Mission Accomplished

Four years ago today, President Bush stood under a banner reading Mission Accomplished on board Abraham Lincoln (CVN-72) and gave a speech that declared an end to major combat operations in Iraq.

Invading a country that did not attack us was wrong. There were better ways to prevent Saddam Hussein from becoming a threat than storming into his country and killing the citizens of that country. See e.g. An Alternative to War for Defeating Saddam Hussein The invasion was immoral. It was a sin.

There is a price to be paid for this sin. And the question is simply one of how we will pay that price.
OPTION 1: We send hundreds of thousands of Americans to Iraq to actual secure the country while we spend billions of dollars to rebuild the infrastructure and create an economy there. We lose many Americans in attacks in Iraq in the meantime.
OPTION 2: We leave. The country that has become the ideal breeding ground for America haters produces a whole new crop of anti-American groups. We suffer several terrorist attacks over many years. We witness the death of many, many innocent Iraqis.
OPTION 3: We continue to ineffectually occupy Iraq, breeding even more hatred. We continue to lose American lives in the meantime. We suffer terrorist attacks once these group of America hater get organized. (Maybe slowed while we're there, maybe not.) Then we go to OPTION 2 after we grow tired of OPTION 3.

This is the fact of life reflected in the notion of a vengeful god. There is nothing we can do to avoid the consequences of this sin. I personally wish we could do OPTION 1. However, we don't seem to have the will for it.

Speaking of Abraham Lincoln, this is how he reflected on another national sin and the consequence of that sin:

Yet, if God wills that it continue until all the wealth piled by the bondsman's two hundred and fifty years of unrequited toil shall be sunk, and until every drop of blood drawn with the lash shall be paid by another drawn with the sword, as was said three thousand years ago, so still it must be said "the judgments of the Lord are true and righteous altogether."

Abraham Lincoln's Second Inaugural Address.

Monday, April 30, 2007

A Vengeful God

I believe that the notions of a forgiving God and a vengeful God are related to realities of the human condition. Grace reflects the potential for dramatic, almost instantaneous turns for the better in our lives. Even the most wicked person can change and be a better person for it. Being a better person, means living a better life.

A murderer sitting in his jail cell can accept responsibility for his crimes, feel deep, legitimate remorse, and at that moment begin living the life of a good person. That such peace is available to even the murderer is a manifestation of Grace.
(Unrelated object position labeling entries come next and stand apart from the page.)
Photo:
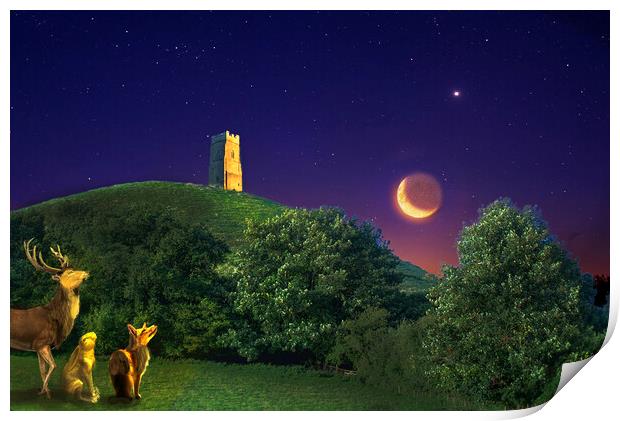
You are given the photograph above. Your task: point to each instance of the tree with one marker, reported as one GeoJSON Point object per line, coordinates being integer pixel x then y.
{"type": "Point", "coordinates": [508, 316]}
{"type": "Point", "coordinates": [146, 265]}
{"type": "Point", "coordinates": [299, 274]}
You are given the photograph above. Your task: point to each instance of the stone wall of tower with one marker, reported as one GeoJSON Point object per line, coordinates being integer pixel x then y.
{"type": "Point", "coordinates": [225, 162]}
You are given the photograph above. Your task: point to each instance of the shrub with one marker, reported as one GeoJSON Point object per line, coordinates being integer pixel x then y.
{"type": "Point", "coordinates": [299, 274]}
{"type": "Point", "coordinates": [509, 315]}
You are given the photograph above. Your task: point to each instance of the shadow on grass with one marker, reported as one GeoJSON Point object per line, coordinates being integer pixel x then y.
{"type": "Point", "coordinates": [61, 401]}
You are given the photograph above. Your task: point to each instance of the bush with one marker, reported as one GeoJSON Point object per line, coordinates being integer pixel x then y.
{"type": "Point", "coordinates": [510, 314]}
{"type": "Point", "coordinates": [299, 274]}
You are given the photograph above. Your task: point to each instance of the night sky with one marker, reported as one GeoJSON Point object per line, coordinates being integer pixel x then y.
{"type": "Point", "coordinates": [333, 108]}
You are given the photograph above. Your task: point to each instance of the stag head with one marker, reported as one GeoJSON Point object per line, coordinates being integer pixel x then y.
{"type": "Point", "coordinates": [143, 335]}
{"type": "Point", "coordinates": [66, 276]}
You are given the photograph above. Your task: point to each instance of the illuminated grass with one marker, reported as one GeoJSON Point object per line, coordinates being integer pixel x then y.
{"type": "Point", "coordinates": [203, 385]}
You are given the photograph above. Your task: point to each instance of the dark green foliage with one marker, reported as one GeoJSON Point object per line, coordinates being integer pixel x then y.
{"type": "Point", "coordinates": [595, 316]}
{"type": "Point", "coordinates": [383, 356]}
{"type": "Point", "coordinates": [510, 314]}
{"type": "Point", "coordinates": [299, 274]}
{"type": "Point", "coordinates": [146, 265]}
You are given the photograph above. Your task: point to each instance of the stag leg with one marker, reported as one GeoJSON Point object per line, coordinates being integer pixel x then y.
{"type": "Point", "coordinates": [42, 367]}
{"type": "Point", "coordinates": [46, 354]}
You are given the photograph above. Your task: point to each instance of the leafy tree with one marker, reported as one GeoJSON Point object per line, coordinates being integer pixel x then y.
{"type": "Point", "coordinates": [299, 274]}
{"type": "Point", "coordinates": [387, 357]}
{"type": "Point", "coordinates": [508, 316]}
{"type": "Point", "coordinates": [145, 266]}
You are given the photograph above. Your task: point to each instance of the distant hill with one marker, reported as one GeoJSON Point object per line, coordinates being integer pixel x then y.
{"type": "Point", "coordinates": [224, 212]}
{"type": "Point", "coordinates": [416, 278]}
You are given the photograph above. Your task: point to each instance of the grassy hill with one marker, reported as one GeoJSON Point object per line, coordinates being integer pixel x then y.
{"type": "Point", "coordinates": [223, 212]}
{"type": "Point", "coordinates": [416, 278]}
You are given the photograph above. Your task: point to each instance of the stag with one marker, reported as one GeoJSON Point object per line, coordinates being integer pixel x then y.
{"type": "Point", "coordinates": [43, 328]}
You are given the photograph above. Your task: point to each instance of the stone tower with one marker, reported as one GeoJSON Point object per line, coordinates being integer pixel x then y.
{"type": "Point", "coordinates": [225, 162]}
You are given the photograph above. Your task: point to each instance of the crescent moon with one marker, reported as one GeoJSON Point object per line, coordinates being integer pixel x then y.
{"type": "Point", "coordinates": [409, 208]}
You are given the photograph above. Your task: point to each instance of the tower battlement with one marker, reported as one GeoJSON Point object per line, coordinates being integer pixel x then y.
{"type": "Point", "coordinates": [225, 162]}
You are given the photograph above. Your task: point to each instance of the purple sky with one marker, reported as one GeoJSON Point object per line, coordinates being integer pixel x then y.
{"type": "Point", "coordinates": [333, 108]}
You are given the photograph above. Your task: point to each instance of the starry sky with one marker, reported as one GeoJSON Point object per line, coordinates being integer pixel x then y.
{"type": "Point", "coordinates": [333, 108]}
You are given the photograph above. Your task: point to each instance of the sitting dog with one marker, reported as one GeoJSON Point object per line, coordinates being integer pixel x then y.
{"type": "Point", "coordinates": [79, 370]}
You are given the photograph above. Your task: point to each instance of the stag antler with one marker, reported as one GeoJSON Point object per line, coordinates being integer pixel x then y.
{"type": "Point", "coordinates": [63, 259]}
{"type": "Point", "coordinates": [38, 262]}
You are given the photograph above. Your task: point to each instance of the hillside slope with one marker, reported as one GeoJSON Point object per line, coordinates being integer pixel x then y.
{"type": "Point", "coordinates": [223, 212]}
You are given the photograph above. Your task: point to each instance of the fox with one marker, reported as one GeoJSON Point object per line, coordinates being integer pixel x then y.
{"type": "Point", "coordinates": [127, 366]}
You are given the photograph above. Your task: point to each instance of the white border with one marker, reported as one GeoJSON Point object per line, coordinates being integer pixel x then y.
{"type": "Point", "coordinates": [591, 395]}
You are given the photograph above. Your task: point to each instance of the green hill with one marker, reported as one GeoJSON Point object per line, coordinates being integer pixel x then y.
{"type": "Point", "coordinates": [416, 278]}
{"type": "Point", "coordinates": [224, 212]}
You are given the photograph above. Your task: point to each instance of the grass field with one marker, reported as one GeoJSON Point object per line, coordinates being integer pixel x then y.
{"type": "Point", "coordinates": [203, 385]}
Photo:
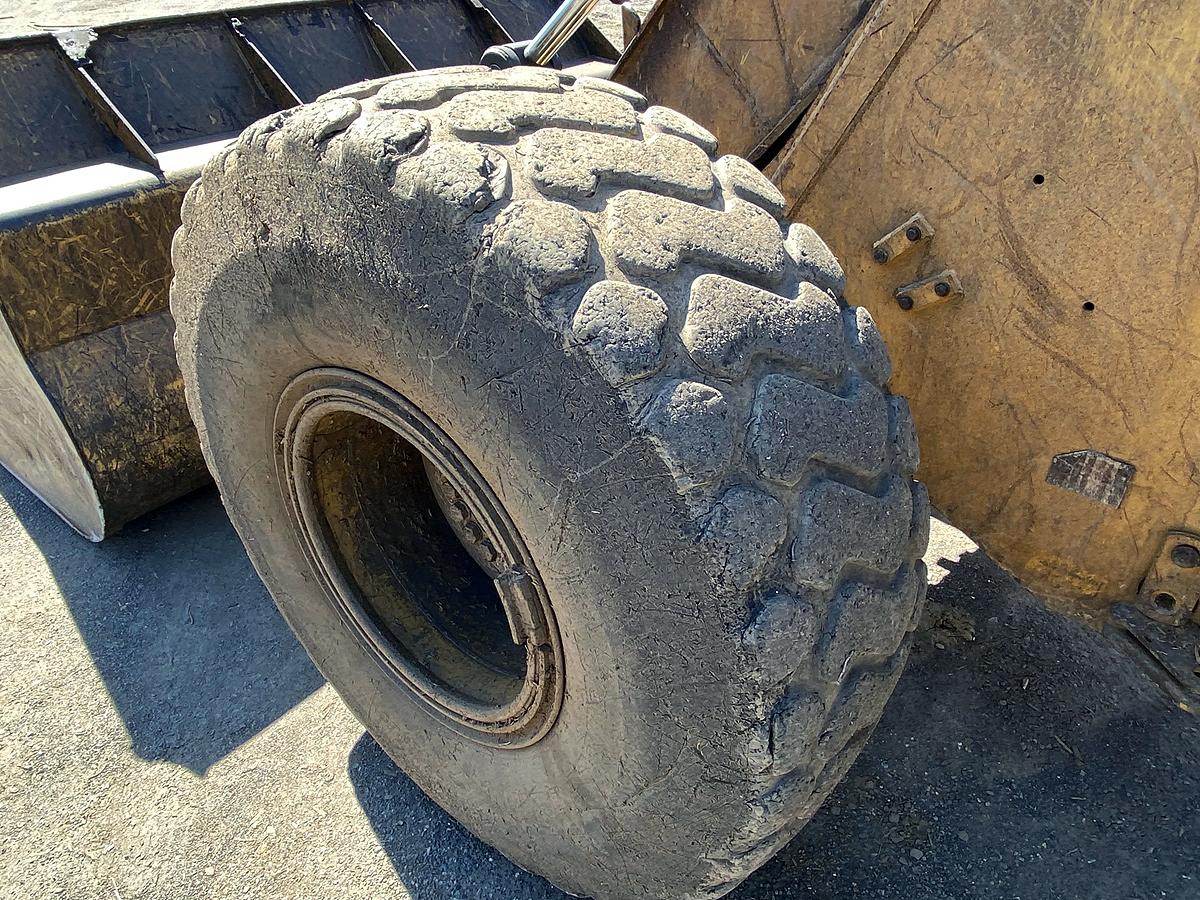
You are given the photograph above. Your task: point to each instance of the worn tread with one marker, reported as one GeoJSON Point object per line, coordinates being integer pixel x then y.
{"type": "Point", "coordinates": [723, 328]}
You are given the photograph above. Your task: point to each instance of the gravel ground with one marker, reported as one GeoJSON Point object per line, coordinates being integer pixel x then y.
{"type": "Point", "coordinates": [163, 736]}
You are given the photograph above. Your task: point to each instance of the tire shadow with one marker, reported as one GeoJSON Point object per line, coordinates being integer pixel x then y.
{"type": "Point", "coordinates": [180, 629]}
{"type": "Point", "coordinates": [1021, 755]}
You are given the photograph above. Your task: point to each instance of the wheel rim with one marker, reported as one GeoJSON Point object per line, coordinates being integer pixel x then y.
{"type": "Point", "coordinates": [468, 630]}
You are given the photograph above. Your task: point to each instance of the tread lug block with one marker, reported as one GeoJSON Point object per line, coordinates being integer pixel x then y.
{"type": "Point", "coordinates": [781, 636]}
{"type": "Point", "coordinates": [796, 424]}
{"type": "Point", "coordinates": [690, 423]}
{"type": "Point", "coordinates": [867, 624]}
{"type": "Point", "coordinates": [730, 324]}
{"type": "Point", "coordinates": [742, 179]}
{"type": "Point", "coordinates": [564, 166]}
{"type": "Point", "coordinates": [522, 315]}
{"type": "Point", "coordinates": [840, 525]}
{"type": "Point", "coordinates": [745, 529]}
{"type": "Point", "coordinates": [815, 261]}
{"type": "Point", "coordinates": [669, 121]}
{"type": "Point", "coordinates": [499, 115]}
{"type": "Point", "coordinates": [867, 346]}
{"type": "Point", "coordinates": [652, 235]}
{"type": "Point", "coordinates": [423, 90]}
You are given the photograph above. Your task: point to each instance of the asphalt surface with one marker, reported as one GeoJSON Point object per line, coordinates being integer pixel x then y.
{"type": "Point", "coordinates": [163, 736]}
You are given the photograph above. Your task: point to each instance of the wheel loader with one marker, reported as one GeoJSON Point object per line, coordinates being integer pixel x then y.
{"type": "Point", "coordinates": [547, 388]}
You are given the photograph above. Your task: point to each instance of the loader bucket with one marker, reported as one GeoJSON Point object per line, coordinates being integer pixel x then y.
{"type": "Point", "coordinates": [101, 132]}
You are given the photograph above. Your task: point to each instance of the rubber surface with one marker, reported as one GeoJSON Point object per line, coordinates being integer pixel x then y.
{"type": "Point", "coordinates": [689, 426]}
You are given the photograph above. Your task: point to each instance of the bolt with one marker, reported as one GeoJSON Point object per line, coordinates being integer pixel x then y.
{"type": "Point", "coordinates": [1186, 556]}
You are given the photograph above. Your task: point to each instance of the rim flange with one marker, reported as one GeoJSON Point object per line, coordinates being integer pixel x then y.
{"type": "Point", "coordinates": [521, 723]}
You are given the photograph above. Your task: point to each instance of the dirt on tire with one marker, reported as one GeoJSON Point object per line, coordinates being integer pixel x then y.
{"type": "Point", "coordinates": [659, 378]}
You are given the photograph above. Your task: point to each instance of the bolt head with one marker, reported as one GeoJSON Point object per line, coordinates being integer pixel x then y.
{"type": "Point", "coordinates": [1186, 556]}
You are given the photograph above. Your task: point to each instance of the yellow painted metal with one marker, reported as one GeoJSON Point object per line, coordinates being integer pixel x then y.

Similarly, there are consequence for our actions. No matter our good intentions. Even if we made a mistake. Consider a parent that walks away from a baby in a tub, and the baby drowns. His behavior, his actions, may have been no different than the actions of many others who did not experience this tragedy. Still, he caused the death and will be tormented and inconsolable as a result of his actions. That is a manifestation of a God's Wrath.

I do not believe that God caused the baby to drown. I do not believe that God loves the murderer more after he has changed his life. I think these are thoughts that were more appropriate in pre-scientific times when nature seemed to be a conscious actor.

I think we can recognize that God doesn't thrust tragedy upon and still retain an understanding that there are consequences for our actions. There is an application of this thinking to our political actions I will try to address later.